A break-up of the euro would affect the global economy, which is one of the reasons we see both China and Japan as willing to invest in funding for the most indebted countries. The turmoil and uncertainty could lead to severe losses in the financial sector that would impact the real economy, as we experienced it during the financial crisis. In contrast a scenario with a debt restructuring in Greece and maybe even Ireland would only have minor impact on the global economy as long as other member states can maintain their credibility. Since we believe a break-up is very unlikely we are not particularly worried about the impact of the debt crisis on the outlook for the global economy.
In any of the default/break-up scenarios, risk premia could be expected go up for some time. This would result in increases in swap spreads and an overall increase in credit spreads, as the current collateralisation and expectations to future collateralisation disappear.
Like Danske, I see the break-up scenario as unlikely, however, the environment is so fluid and unpredictable that it can’t be entirely discounted. For now it appears as though we are heading towards a larger bailout mechanism and as the crisis continues to flare up the need for fiscal unity will become increasing;y necessary. At this point I think the Europeans are too invested in the Euro to risk its collapse and that means they must move in the direction of unity. As I said earlier there is only one direction going forward and the key investment takeaway remains clear:
But the longer this plays out the longer we risk sinking back into recession. Austerity has already proven a failure for these nations. And an already disgruntled citizenry is unlikely to accept imposed depression for long. The risk in this environment is that Europe does not move quickly towards greater unification. The hope is that Europe can muddle through and eventually piece together some semblance of a working monetary system. But the risks remain enormous.

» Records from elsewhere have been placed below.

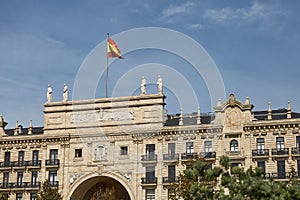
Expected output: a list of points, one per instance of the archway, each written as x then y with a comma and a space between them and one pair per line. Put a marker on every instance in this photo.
90, 188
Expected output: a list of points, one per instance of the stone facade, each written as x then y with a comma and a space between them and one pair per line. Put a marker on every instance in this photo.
132, 144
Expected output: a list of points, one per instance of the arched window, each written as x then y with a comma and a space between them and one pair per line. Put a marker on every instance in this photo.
234, 145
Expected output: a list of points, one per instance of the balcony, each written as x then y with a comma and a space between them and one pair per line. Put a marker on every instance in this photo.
33, 163
22, 185
53, 183
260, 153
188, 156
295, 152
280, 153
235, 155
171, 158
149, 181
169, 180
52, 163
208, 155
149, 158
274, 175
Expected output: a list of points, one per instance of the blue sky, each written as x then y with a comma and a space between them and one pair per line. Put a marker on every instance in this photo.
255, 45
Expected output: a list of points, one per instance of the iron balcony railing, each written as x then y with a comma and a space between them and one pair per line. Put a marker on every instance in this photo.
295, 150
260, 152
208, 154
152, 180
171, 156
20, 185
283, 151
149, 157
188, 156
170, 179
277, 175
20, 163
52, 162
53, 183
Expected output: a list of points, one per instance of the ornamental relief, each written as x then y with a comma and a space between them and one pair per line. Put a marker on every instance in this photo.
233, 118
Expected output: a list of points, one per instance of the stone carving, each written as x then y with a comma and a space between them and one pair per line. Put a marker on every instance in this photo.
100, 153
49, 93
159, 85
74, 177
65, 94
101, 115
143, 86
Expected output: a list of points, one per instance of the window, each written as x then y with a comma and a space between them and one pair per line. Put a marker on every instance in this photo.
262, 165
190, 147
124, 150
171, 173
298, 167
207, 146
5, 178
150, 194
35, 157
53, 177
21, 158
78, 153
7, 158
234, 145
33, 196
19, 196
150, 173
280, 143
53, 154
20, 179
34, 178
281, 168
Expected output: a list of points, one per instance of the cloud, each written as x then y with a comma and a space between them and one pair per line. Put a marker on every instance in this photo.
177, 9
170, 13
196, 26
256, 11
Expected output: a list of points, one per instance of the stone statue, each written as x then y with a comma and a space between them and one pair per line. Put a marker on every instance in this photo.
49, 93
65, 94
143, 86
159, 84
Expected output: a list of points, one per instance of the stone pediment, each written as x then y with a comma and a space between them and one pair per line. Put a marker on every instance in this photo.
232, 102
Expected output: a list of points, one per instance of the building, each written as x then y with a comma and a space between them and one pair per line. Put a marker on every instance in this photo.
130, 143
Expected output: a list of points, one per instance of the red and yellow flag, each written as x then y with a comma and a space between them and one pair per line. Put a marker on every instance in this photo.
112, 49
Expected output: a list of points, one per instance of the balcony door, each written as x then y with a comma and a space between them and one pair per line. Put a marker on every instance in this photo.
260, 146
171, 150
150, 150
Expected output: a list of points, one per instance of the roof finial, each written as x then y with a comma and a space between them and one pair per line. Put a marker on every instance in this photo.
30, 128
289, 113
143, 85
180, 118
17, 128
198, 116
269, 111
247, 101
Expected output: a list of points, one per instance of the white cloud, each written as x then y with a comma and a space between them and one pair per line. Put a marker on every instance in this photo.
177, 9
196, 26
256, 11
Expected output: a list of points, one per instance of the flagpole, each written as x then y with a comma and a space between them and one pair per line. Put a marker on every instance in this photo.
106, 84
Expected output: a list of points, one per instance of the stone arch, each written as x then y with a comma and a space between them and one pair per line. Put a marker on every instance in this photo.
86, 182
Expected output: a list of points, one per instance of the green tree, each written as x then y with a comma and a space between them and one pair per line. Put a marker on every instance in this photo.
48, 192
236, 183
3, 196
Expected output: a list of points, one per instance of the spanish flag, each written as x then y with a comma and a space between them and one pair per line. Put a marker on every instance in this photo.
112, 49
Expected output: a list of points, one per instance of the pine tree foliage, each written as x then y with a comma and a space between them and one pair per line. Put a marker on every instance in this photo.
236, 183
48, 192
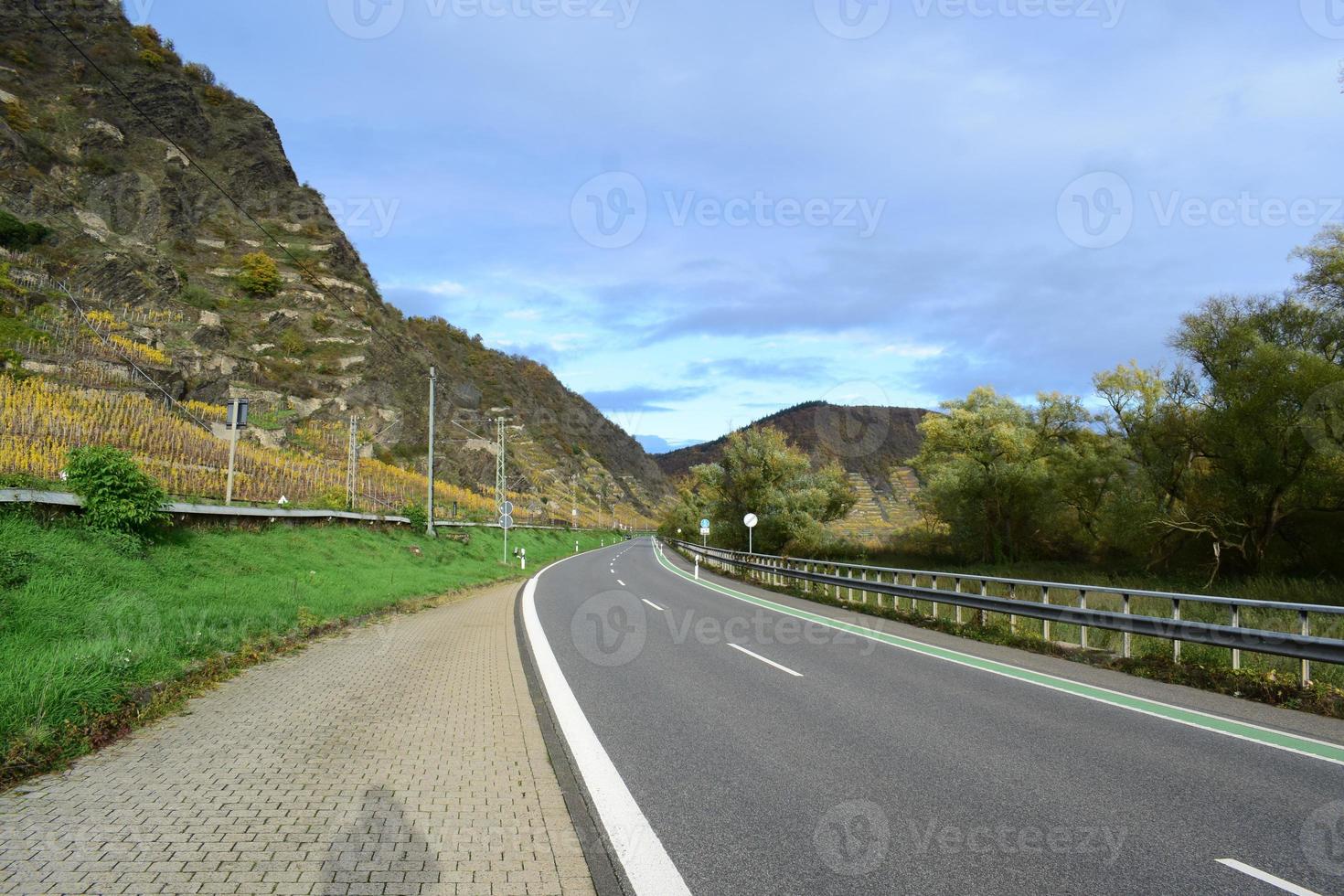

Revolts would be the likely worst case scenario in the region. While I see the odds of a full blown revolt in one of these nations as relatively low we cannot entirely discount it. But one thing is certain by this point – there is no middle ground. Europe must either move towards a more unified region (US of E) or they must allow some form of debt restructuring and defection from the Euro. I still think the prospects of a Lehman 2.0 will drive the region closer to a United States of Europe as opposed to a complete collapse, but the muddling along is only adding to the uncertainty and increasing likelihood of unrest.
Personally, I don’t know if I have ever been more uncertain as to a particular outcome. Part of me is certain that the core will move towards greater unity (and avoid any banking system trauma), but the other part of me says that the periphery nations will wake up to the injustice that is being imposed on them. For now, the periphery appears to be willing to go along with the core’s playbook. Is that sustainable? I don’t think anyone can predict the outcome here. And while I think we’re likely to see some form of a United States of Europe (with a common tax and common bonds) in the coming decades I think it’s unwise to entirely discount the potential of a defection and the fallout that would ensue.
While there is much uncertainty regarding the potential outcome I believe the biggest takeaway from all of this is crystal clear – there are better regions of the world in which to invest your money.